Monday, May 2, 2016

A blog in the making...



This blog has been a long time in the making.  I've made efforts in the past, only to have them fizzle from the start.  And so, I have waited.  And waited.  Trying to figure out God’s plan, only to keep putting it off as the timing hasn’t been right.  I’ve shared various blog ideas with my husband; plans to sell my crafts online, plans to share the things I have made.  Plans to do with me.  And, yet, again, the time wasn’t right.  Neither was the plan.

Then, a year or so ago, I felt God’s leading.  Again, I put it off due to the many excuses of balancing being a wife,  motherhood, illness and just being busy.  Then, on my 42nd birthday, we received the news that our landlord was selling the home we had lived in for over 5 years,  causing us to leave amazing friends and neighbors, and ultimately moving an hour away from home.  Thankfully, we moved closer to my husband’s work.  But, we are no longer close to church, schools or friends.  And it’s been a hard road.  We are renting the home of my dreams, but haven’t made many friends in the past 8 months.  We’ve added gymnastics classes, youth groups, etc. to our schedule and are slowly beginning to reach out to others.  Being the introvert that I am, this is HARD.  I’m much better staying home and being quiet.  My 8 year old daughter, however, has never met a stranger.  Everyone is her friend, despite the fact she can’t remember anyone’s name.  And so I have been forced to step out of my comfort zone.

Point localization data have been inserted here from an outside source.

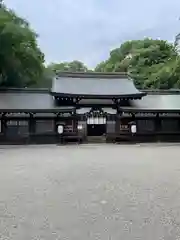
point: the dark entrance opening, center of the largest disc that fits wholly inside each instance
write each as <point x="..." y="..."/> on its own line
<point x="96" y="129"/>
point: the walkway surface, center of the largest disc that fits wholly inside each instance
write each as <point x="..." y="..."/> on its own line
<point x="98" y="192"/>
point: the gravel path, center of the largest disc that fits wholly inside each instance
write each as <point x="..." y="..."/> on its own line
<point x="98" y="192"/>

Enter the gentle nudging of God’s plan again.  Instead of being about me, I began to realize that God’s plan was much different than my own.  My husband has often told me I have the gift of encouragement, but I wasn’t using it fully.  Again, I let fear stand in the way.  Many years ago, before I had children of my own, I used to write letters.  I would send verses to friends and church members as God led me to.  I stopped, out of fear of offending someone.

Fast forward 20 or so years and a week ago.  I sat in Starbucks with Richard and poured out what I felt God was leading me to.  A blog of encouragement.  Not only to encourage others, but also to encourage you to reach out and encourage others.  But, I am afraid, again.  Afraid of failure, of not following through.  I had decided not to follow through, as what if I’m the only one reading this?  What if I wasn’t able to reach out to anyone.  And then my husband came home last Sunday and said that God had confirmed to him that I am supposed to step out.  And I cried in fear and relief.  To have the confirmation of God and my husband was what I had been seeking for so long. 

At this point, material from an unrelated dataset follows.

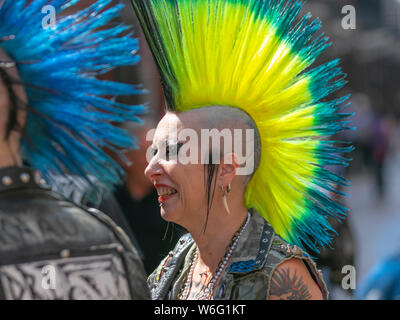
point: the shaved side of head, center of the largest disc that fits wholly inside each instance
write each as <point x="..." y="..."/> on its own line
<point x="225" y="117"/>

One of the greatest women in my life was Margarita.  She knew more Bible verses than anyone I know.  She knew everyone’s birthdays, anniversaries and other special occasions.  Even when she couldn’t personally hand-write notes herself, she had friends and sisters in the Lord who would write them for her.  These notes were treasured by many and all felt God’s love through Margarita.  So, as I move forward, it is in her memory that I press on. 

My prayer for you is that God will use me to help you encourage one another.  Each week, I plan on encouraging you to reach out to someone with a note, a call or even a text.  It doesn’t have to be fancy, just from your heart.  To God be the glory forever and ever.  Amen.

3 comments:

  1. Brenda, you are such a model of God's love! <3 I am so blessed to know you.